The book was a work in progress and, in the earliest examples of his bible, it is possible to see Gutenberg’s interventions. It took time, not only to set the type, but to wait for the ink to dry (the ink he used was oil-based, rather than water-based, as it stuck to the print and the pages vbetter). As a result, Gutenberg decided to pass the pages on to professional rubricators to color the words that needed to be red in by hand. Later, presumably in order to save paper, he minimized the spaces between the lines of text in order to fit 42 lines onto the pages (the earlier pages had 40). When Gutenberg had to increase the print run of his Bible, he had to reset all the pages, so the later versions of this Bible have 42 lines on all their pages.
Though the Catholic Church seldom cultivated a reputation of accepting scientific progress or social change, it actually embraced Gutenberg’s invention with enthusiasm. Indeed, most of the detail we know about that first book comes from a letter from Enea Silvio Bartolomeo Piccolomini, who would become Pope Pius II three years later. He was a cardinal in Germany in 1455, and wrote to the then-Pope Calixtus III:
All that has been written to me about that marvelous man seen at Frankfurt is true. I have not seen complete Bibles but only a number of quires [a unit of measurement equaling about 25 pages] of various books of the Bible. The script was very neat and legible, not at all difficult to follow—your grace would be able to read it without effort, and indeed without glasses.
Gutenberg’s book changed the world, quite literally. By making it easier to print and reprint materials, information was easier to disseminate; more and more people had access to read, and more and more people learned how to read. The Reformation happened because it was possible to print the Bible in more and more languages. Revolutions turned on posters and pamphlets produced in small presses. Modern Libraries exist because it is possible to make books quickly and cheaply.

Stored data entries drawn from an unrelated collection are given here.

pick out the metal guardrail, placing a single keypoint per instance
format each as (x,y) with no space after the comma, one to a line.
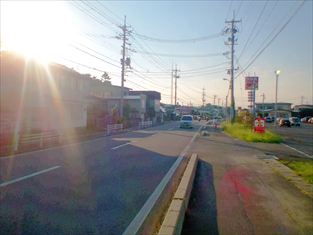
(145,124)
(114,128)
(38,139)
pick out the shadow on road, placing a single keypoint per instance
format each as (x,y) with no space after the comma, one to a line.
(201,215)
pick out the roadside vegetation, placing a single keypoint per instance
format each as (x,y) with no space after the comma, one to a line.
(303,168)
(243,129)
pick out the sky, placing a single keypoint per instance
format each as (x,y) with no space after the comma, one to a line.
(272,35)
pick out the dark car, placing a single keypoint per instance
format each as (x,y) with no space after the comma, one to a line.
(284,122)
(294,121)
(269,119)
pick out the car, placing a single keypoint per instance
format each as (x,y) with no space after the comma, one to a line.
(186,121)
(269,119)
(284,122)
(278,120)
(294,121)
(305,119)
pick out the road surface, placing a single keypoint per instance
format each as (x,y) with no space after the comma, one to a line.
(92,187)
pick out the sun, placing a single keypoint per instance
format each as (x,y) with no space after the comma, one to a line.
(37,29)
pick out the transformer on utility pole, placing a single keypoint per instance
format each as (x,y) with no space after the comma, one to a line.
(176,76)
(124,61)
(203,97)
(232,30)
(263,98)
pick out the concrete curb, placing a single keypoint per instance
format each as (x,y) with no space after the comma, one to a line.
(174,218)
(149,218)
(291,176)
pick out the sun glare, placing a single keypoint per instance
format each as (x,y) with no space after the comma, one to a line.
(36,29)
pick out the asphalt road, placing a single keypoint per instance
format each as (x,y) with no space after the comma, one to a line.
(92,187)
(300,138)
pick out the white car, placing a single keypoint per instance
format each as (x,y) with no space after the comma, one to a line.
(186,121)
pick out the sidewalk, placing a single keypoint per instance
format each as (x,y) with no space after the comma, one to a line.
(236,192)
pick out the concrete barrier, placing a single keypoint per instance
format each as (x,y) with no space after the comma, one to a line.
(174,218)
(148,220)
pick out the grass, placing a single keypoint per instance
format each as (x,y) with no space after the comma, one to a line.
(245,133)
(302,168)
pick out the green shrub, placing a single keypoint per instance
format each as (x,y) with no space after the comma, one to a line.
(302,168)
(245,133)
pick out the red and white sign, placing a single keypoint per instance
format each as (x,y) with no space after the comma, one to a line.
(259,125)
(252,83)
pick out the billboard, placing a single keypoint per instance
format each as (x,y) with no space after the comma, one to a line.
(251,83)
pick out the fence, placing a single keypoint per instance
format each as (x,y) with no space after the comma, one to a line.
(145,124)
(36,140)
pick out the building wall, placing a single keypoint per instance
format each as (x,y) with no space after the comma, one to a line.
(40,98)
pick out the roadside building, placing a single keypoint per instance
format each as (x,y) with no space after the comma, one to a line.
(153,112)
(36,98)
(303,110)
(283,109)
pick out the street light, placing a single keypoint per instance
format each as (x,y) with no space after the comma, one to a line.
(277,72)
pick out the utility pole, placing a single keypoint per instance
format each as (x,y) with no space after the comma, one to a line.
(124,61)
(203,97)
(176,76)
(172,75)
(232,30)
(263,98)
(214,98)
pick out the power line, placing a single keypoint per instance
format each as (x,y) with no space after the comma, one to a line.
(114,14)
(86,52)
(188,40)
(253,29)
(88,13)
(180,55)
(270,42)
(151,58)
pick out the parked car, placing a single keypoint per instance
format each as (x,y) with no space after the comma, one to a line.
(284,122)
(269,119)
(305,119)
(278,120)
(294,121)
(186,121)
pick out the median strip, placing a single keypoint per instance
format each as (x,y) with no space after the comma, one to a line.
(149,216)
(307,155)
(119,146)
(28,176)
(174,218)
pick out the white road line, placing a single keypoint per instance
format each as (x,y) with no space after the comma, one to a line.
(28,176)
(119,146)
(305,154)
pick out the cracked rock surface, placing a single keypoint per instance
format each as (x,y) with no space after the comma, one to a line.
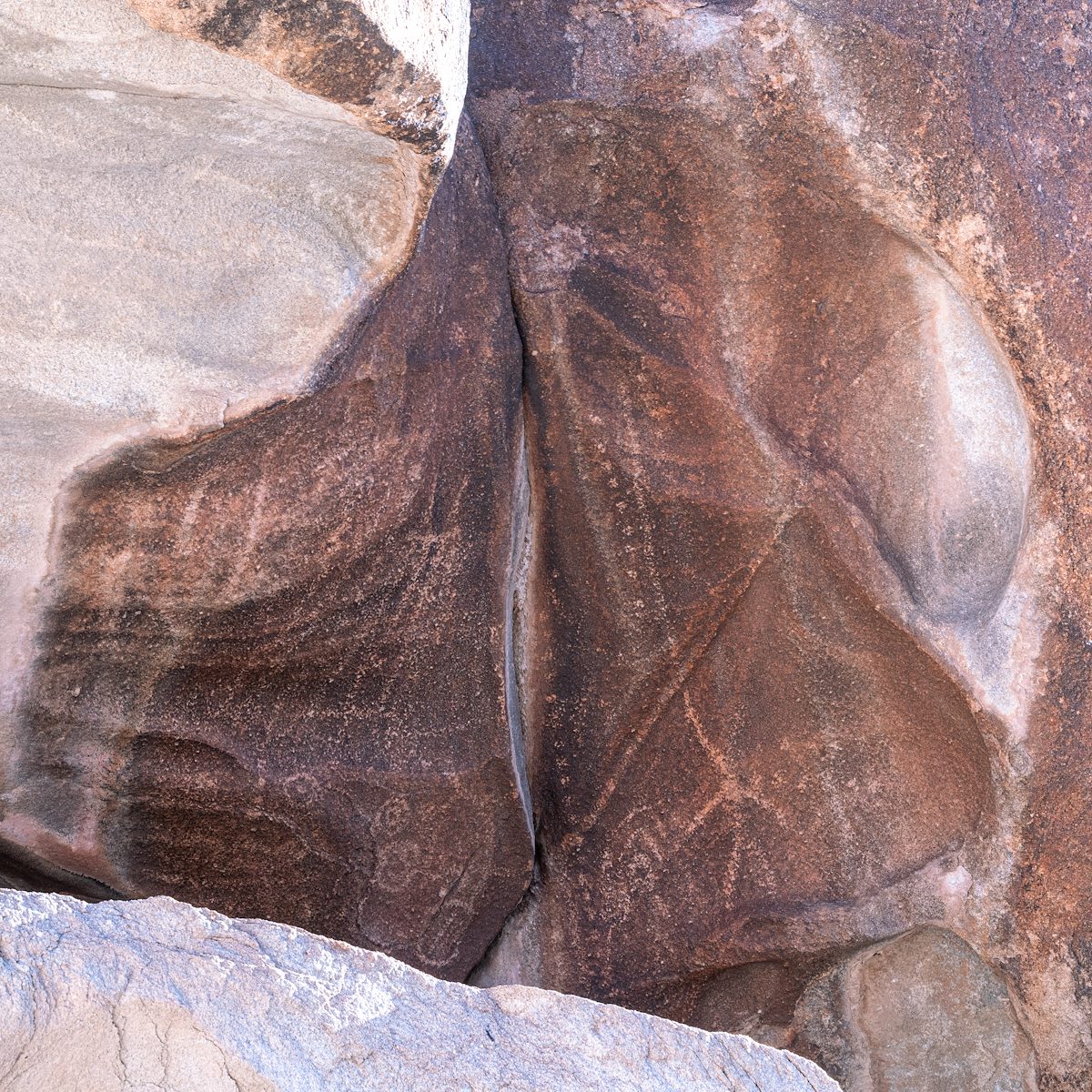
(158,995)
(631,541)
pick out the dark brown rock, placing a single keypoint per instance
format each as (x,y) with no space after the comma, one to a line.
(921,1013)
(272,671)
(802,296)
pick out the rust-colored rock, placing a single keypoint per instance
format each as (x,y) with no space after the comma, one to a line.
(272,670)
(774,585)
(804,610)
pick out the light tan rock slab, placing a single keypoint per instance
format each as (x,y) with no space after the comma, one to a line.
(158,995)
(186,232)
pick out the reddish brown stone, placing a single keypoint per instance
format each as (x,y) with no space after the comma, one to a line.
(804,298)
(272,676)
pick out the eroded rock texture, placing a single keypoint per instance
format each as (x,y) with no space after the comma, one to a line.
(801,289)
(753,581)
(159,995)
(271,662)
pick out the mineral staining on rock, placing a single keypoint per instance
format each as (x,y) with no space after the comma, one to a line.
(185,236)
(273,674)
(753,582)
(161,995)
(921,1011)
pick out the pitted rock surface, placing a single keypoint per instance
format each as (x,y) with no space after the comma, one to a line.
(159,995)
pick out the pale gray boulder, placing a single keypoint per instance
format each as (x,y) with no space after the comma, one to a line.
(158,996)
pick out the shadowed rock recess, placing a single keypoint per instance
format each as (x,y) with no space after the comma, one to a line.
(631,541)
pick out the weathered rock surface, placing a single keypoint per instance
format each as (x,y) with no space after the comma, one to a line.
(272,662)
(185,236)
(803,298)
(921,1011)
(159,995)
(764,636)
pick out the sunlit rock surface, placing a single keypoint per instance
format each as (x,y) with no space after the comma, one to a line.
(159,995)
(672,588)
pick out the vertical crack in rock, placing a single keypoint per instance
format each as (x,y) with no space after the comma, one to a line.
(517,621)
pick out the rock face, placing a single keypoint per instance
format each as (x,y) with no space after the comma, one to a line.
(185,236)
(159,995)
(246,693)
(670,588)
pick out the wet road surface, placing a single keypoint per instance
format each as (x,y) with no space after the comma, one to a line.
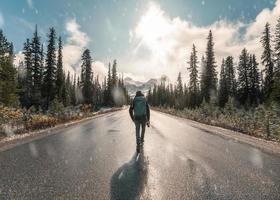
(97,160)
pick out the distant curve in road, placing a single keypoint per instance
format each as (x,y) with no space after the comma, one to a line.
(97,160)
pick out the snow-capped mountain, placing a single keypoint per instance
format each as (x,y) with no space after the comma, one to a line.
(132,86)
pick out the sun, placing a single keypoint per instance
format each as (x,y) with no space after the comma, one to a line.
(153,28)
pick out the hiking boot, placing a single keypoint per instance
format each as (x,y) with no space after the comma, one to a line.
(138,148)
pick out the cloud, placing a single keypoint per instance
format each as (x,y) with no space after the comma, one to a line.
(1,20)
(76,43)
(160,44)
(30,4)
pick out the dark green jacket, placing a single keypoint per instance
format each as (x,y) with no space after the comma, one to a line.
(131,108)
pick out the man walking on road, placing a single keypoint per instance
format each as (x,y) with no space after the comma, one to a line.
(140,114)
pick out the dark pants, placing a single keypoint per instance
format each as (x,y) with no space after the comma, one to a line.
(140,124)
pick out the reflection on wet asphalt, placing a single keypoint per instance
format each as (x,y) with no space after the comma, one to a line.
(97,160)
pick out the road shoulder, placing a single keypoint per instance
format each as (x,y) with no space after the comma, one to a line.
(265,145)
(16,140)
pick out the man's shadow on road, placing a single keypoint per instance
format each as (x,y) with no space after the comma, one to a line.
(129,181)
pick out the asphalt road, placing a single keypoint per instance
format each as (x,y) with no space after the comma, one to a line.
(97,160)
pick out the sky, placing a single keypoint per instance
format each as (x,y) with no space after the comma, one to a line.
(148,38)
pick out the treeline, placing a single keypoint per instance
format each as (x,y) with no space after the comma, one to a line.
(40,80)
(244,84)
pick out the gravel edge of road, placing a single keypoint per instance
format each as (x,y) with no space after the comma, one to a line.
(265,145)
(12,142)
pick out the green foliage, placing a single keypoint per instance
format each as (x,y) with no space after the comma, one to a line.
(209,74)
(50,72)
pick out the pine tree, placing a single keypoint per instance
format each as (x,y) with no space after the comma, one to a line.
(50,71)
(114,74)
(28,79)
(179,92)
(209,78)
(59,72)
(230,77)
(73,91)
(254,81)
(267,61)
(193,83)
(243,77)
(36,69)
(8,83)
(276,79)
(67,90)
(223,94)
(108,95)
(87,77)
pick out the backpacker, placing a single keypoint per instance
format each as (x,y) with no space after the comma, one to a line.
(140,108)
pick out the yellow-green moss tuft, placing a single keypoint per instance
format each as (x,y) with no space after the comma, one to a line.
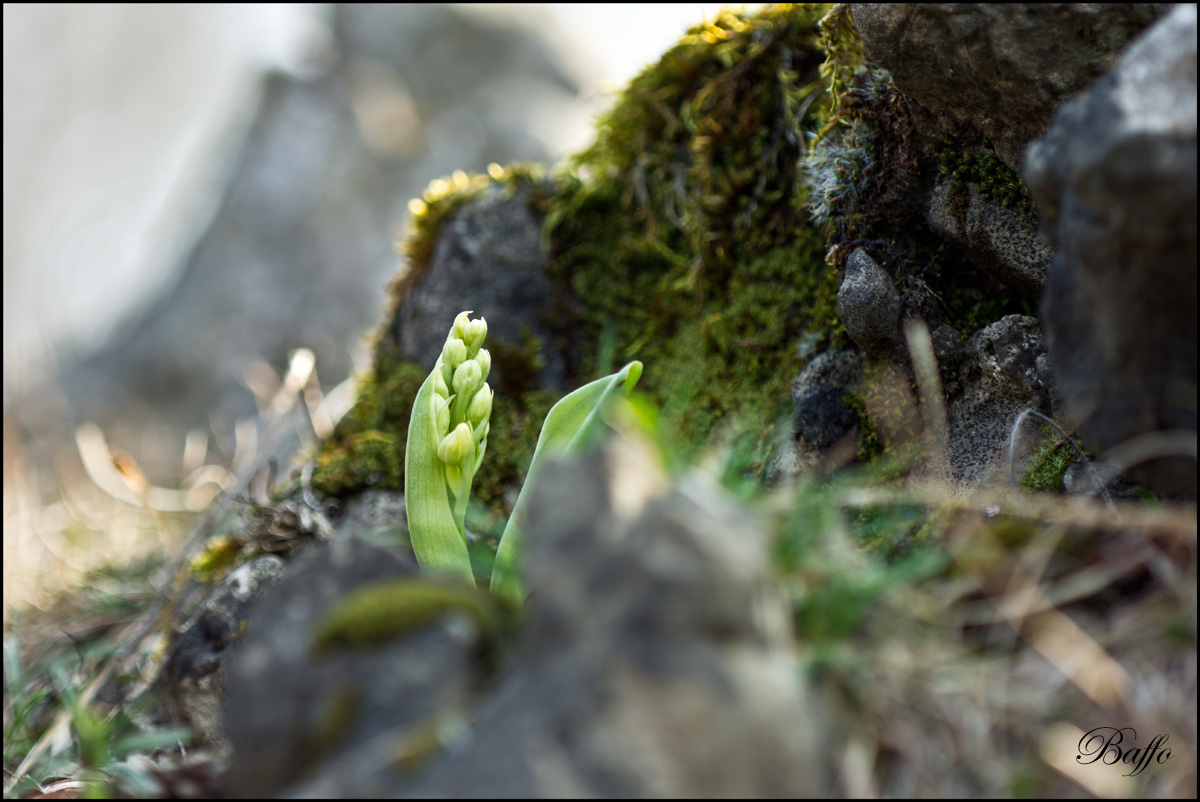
(682,231)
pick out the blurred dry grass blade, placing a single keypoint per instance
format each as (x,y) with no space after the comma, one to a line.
(1054,634)
(119,476)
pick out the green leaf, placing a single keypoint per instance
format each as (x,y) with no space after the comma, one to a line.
(569,429)
(431,526)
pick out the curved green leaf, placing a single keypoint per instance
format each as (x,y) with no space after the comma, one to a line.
(569,428)
(431,526)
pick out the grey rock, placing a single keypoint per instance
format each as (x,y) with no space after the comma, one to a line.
(377,516)
(869,305)
(996,238)
(657,660)
(820,413)
(487,258)
(995,70)
(1116,181)
(301,244)
(999,381)
(287,710)
(191,683)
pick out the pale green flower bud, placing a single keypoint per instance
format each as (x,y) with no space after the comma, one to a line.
(473,334)
(442,414)
(467,378)
(454,353)
(456,446)
(439,384)
(480,406)
(460,324)
(485,361)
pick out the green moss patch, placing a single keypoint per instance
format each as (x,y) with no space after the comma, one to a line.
(682,232)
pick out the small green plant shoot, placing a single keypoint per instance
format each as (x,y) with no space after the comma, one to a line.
(448,438)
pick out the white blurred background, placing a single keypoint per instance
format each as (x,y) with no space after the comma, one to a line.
(196,195)
(120,121)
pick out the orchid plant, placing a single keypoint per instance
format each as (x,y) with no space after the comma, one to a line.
(447,442)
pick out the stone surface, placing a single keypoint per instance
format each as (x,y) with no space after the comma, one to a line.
(192,680)
(487,258)
(996,238)
(287,710)
(999,378)
(655,662)
(869,305)
(995,70)
(820,413)
(303,241)
(1116,183)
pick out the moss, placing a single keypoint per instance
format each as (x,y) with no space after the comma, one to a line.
(367,446)
(217,557)
(1049,462)
(682,231)
(976,163)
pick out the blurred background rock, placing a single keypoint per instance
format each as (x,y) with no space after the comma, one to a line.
(193,195)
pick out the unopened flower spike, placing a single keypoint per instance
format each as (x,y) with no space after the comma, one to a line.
(447,440)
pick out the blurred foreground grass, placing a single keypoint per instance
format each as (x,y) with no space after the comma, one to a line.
(958,644)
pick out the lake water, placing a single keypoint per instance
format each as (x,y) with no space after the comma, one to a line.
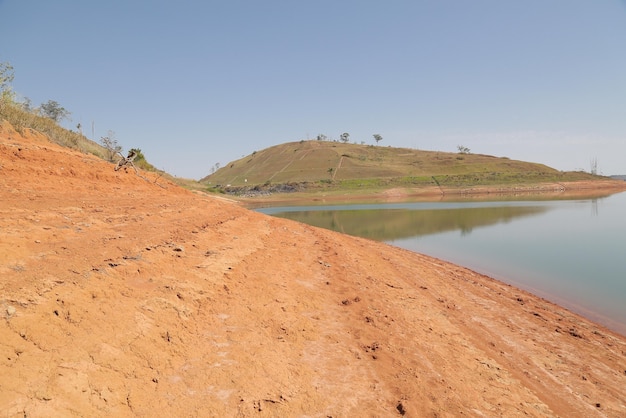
(572,252)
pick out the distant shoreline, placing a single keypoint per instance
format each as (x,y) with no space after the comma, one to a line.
(564,190)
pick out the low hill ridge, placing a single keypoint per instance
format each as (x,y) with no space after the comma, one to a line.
(324,161)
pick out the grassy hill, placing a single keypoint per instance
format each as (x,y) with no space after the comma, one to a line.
(314,164)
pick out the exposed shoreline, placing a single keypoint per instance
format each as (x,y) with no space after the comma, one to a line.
(122,297)
(567,190)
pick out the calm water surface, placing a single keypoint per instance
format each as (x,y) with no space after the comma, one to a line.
(572,252)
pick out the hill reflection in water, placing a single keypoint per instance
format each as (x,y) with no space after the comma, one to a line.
(389,223)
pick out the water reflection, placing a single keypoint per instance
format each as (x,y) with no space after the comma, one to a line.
(391,224)
(568,251)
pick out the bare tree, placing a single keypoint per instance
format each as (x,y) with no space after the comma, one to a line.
(53,110)
(463,149)
(110,144)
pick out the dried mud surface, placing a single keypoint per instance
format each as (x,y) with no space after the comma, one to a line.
(125,297)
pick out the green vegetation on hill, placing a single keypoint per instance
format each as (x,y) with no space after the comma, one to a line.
(318,164)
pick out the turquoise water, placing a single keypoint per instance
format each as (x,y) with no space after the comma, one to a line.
(572,252)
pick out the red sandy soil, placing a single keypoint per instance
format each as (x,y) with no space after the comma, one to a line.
(122,296)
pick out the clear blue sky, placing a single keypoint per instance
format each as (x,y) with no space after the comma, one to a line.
(194,83)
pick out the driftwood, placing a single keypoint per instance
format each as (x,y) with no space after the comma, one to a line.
(128,161)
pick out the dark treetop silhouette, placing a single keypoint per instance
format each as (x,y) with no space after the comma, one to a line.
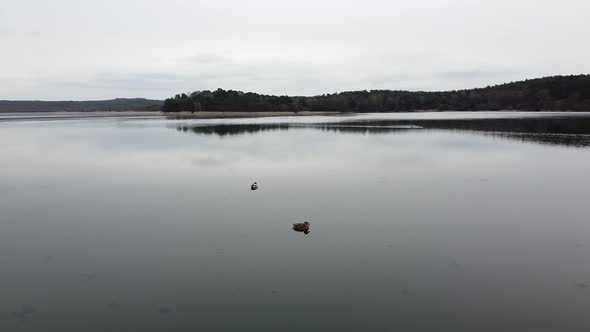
(549,93)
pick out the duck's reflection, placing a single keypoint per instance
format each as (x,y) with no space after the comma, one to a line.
(302,227)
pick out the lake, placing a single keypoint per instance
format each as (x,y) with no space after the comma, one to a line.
(419,222)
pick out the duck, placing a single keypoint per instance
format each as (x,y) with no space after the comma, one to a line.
(301,227)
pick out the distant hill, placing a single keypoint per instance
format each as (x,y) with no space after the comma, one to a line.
(563,93)
(119,104)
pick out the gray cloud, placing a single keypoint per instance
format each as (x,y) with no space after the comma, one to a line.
(66,49)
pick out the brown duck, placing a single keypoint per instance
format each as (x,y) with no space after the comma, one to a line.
(301,227)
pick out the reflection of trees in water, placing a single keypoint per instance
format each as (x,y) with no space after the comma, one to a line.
(570,131)
(230,130)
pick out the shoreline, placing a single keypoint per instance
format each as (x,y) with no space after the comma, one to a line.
(237,115)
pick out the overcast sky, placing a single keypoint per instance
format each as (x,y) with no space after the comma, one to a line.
(78,49)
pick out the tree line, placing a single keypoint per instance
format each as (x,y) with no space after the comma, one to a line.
(549,93)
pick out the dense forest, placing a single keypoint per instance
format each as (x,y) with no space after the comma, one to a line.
(119,104)
(549,93)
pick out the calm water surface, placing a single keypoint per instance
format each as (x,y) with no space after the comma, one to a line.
(477,222)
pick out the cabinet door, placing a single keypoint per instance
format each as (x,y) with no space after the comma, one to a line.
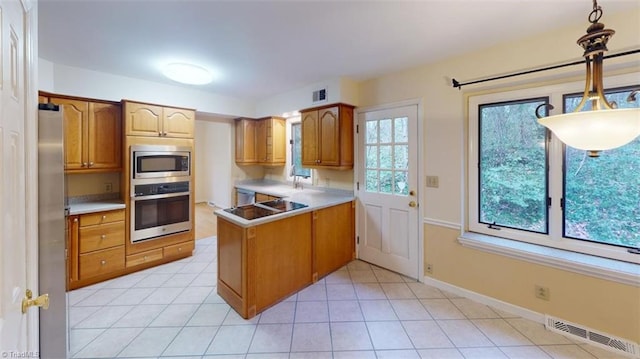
(73,249)
(309,129)
(279,141)
(143,119)
(262,140)
(329,137)
(246,141)
(178,123)
(76,115)
(105,136)
(334,238)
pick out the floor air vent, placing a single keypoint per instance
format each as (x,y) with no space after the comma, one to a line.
(592,337)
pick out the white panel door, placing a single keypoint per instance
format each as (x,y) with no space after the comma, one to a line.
(387,189)
(14,326)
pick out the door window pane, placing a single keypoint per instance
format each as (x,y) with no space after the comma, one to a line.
(513,166)
(386,181)
(401,132)
(372,132)
(602,195)
(371,181)
(385,131)
(401,157)
(401,181)
(387,156)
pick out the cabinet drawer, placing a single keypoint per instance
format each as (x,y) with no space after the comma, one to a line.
(144,257)
(185,248)
(101,262)
(101,237)
(91,219)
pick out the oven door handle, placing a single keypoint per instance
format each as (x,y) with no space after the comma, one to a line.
(157,196)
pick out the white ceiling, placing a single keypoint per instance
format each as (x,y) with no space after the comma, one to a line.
(263,48)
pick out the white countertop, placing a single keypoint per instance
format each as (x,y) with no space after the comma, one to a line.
(91,207)
(315,198)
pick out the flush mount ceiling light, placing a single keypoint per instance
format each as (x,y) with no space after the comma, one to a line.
(604,126)
(187,73)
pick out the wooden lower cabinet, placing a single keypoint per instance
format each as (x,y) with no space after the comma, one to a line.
(261,265)
(178,250)
(96,249)
(101,262)
(333,238)
(144,257)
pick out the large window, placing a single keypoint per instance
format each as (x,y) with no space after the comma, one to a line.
(513,166)
(525,184)
(602,195)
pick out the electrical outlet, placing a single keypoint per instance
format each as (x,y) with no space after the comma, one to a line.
(433,181)
(542,292)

The book itself proved remarkably long-lasting, as well. Historians estimate that the first printing of the Bible was between 160 and 185 volumes. Today, 49 copies are known to exist (although on 21 of those are complete, as many copies are missing some pages or passages). Because many institutions and collections own fragments of Gutenberg Bibles, it is assumed that another 16 copies are in pieces around the world, as well. I had the enormous good fortune to work in a library that had a complete Gutenberg Bibles, and a 100% reproduction that we showed to people in order to preserve the originals. When I was first shown where it lived, I had expected something…plain? Printed? Familiar? Believe me when I tell you it was nothing like what I expected. The Gutenberg Bible is stunning. Because he still employed rubricators and artists, each page has illumination and hand-drawn details that bring the printing to life, and, because the ink was so rich in metal and oils, the color remains vibrant to this day. If you don’t believe me, then take a look here Gutenberg not only produced the first printed book but, by many standards, he also created one of the most beautiful. If you don’t want to take my word for it, check out this digitized Gutenberg Bible from the Harry Ransom Center at the University of Texas at Austin, and have a look through the book for yourself!
So today, when you pick up a book–we hope it is a Library book, of course, but any book–take a moment to celebrate the genius, the time, and the love that went into creating it, today, and 562 years ago today. Because if that doesn’t deserve cake, I don’t know what does.